This spring, I’m auditing a class from the University of Washington’s graduate school of communication: COMMLD 540: Mastering the Art & Science of Professional Communication. As part of the curriculum, we post weekly commentary on current events, analyzing the communication and business strategies behind each news piece. This week I analyzed the launch of Disney Plus, as covered in this article from the New York Times.
Yesterday, Disney revealed their new streaming service Disney Plus. It launched November 12th, costs $7 per month, and features content from Disney, Pixar, Star Wars, Marvel, and 20th Century Fox.
The New York Times describes it as a lavish, three and a half hour presentation on the Disney lot. Disney’s primary audience for the event? Wall Street analysts.
Disney Plus is Disney’s answer to Netflix.
Earlier this year, Netflix surpassed Disney in market cap to become the world’s most valuable media company. Over the past five years, Netflix’s stock climbed an astonishing 610%. Disney’s grew 62%, about than 1/10th of Netflix’s return.

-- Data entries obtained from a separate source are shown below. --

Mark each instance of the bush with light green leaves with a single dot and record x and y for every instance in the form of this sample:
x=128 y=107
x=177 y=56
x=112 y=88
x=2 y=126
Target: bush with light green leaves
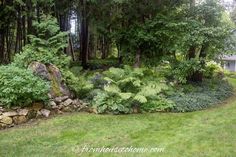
x=19 y=87
x=119 y=90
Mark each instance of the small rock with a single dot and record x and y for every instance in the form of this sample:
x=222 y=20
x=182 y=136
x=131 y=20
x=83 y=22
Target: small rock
x=45 y=112
x=55 y=107
x=19 y=119
x=6 y=120
x=52 y=103
x=67 y=102
x=23 y=112
x=60 y=99
x=67 y=109
x=32 y=114
x=37 y=106
x=10 y=114
x=76 y=102
x=2 y=125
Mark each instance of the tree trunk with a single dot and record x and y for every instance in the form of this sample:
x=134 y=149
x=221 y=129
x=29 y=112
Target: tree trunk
x=2 y=46
x=138 y=58
x=84 y=35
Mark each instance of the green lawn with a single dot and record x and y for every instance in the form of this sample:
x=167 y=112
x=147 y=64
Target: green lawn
x=210 y=133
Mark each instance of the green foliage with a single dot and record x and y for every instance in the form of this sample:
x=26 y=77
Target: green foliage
x=186 y=68
x=79 y=85
x=119 y=90
x=201 y=96
x=19 y=87
x=47 y=47
x=212 y=69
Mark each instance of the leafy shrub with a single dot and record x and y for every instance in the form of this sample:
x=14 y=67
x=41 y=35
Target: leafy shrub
x=119 y=90
x=79 y=85
x=21 y=87
x=47 y=47
x=185 y=69
x=103 y=64
x=201 y=96
x=212 y=69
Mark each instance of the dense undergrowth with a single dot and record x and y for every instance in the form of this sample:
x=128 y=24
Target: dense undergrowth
x=108 y=89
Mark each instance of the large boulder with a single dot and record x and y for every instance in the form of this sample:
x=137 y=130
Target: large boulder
x=40 y=70
x=53 y=74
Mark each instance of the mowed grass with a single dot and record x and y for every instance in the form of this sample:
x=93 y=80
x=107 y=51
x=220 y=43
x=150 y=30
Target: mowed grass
x=207 y=133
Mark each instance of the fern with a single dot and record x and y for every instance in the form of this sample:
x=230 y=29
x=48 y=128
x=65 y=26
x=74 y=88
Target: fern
x=127 y=87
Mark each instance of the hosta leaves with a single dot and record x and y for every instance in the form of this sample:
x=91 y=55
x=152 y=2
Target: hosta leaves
x=112 y=89
x=140 y=98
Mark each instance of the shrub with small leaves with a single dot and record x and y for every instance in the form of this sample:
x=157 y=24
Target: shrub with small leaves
x=19 y=87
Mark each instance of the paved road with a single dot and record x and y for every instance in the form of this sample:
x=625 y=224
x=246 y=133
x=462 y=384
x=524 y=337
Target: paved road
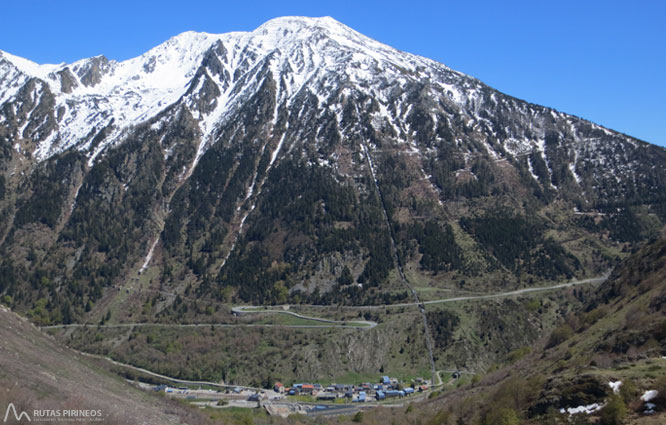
x=352 y=324
x=202 y=325
x=248 y=309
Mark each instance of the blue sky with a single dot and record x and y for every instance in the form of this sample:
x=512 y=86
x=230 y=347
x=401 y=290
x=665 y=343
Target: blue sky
x=602 y=60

Although Disney Plus won’t launch for another seven months, early reactions suggest Disney’s announcement is working. Disney stock soared and Netflix sank. Disney reclaimed the throne of most valuable media company, at least for the time being.
Disney’s fight against Netflix poses long-term strategic and brand questions.
For instance: through licensing and producing a wide range of media, Netflix positions itself as a one stop shop for at home video content. They produce family friendly content like A Series of Unfortunate Events and Lost in Space. They produce dark, twisted, and violent shows like Stranger Things, Bojack Horseman, and Mindhunter.
Disney on the other hand is synonymous with family entertainment. It’s hard to imagine their logo ahead of a cynical political thriller like House of Cards.
If Disney Plus sticks to its wholesome brand, it could lose out on market share of the streaming market. Many adult viewers will keep Netflix as their default streaming service. Disney Plus could be seen as a “nice to have” streaming option — something viewers open only they’ve browsed Netflix’s catalogue.
If Disney Plus ventures into darker programming, it could tarnish Disney’s family friendly reputation — a brand Disney built over the past century to be one of the most revered icons in the world.
It will be tough for Disney to have it both ways, but I suspect they will try to thread the needle carefully.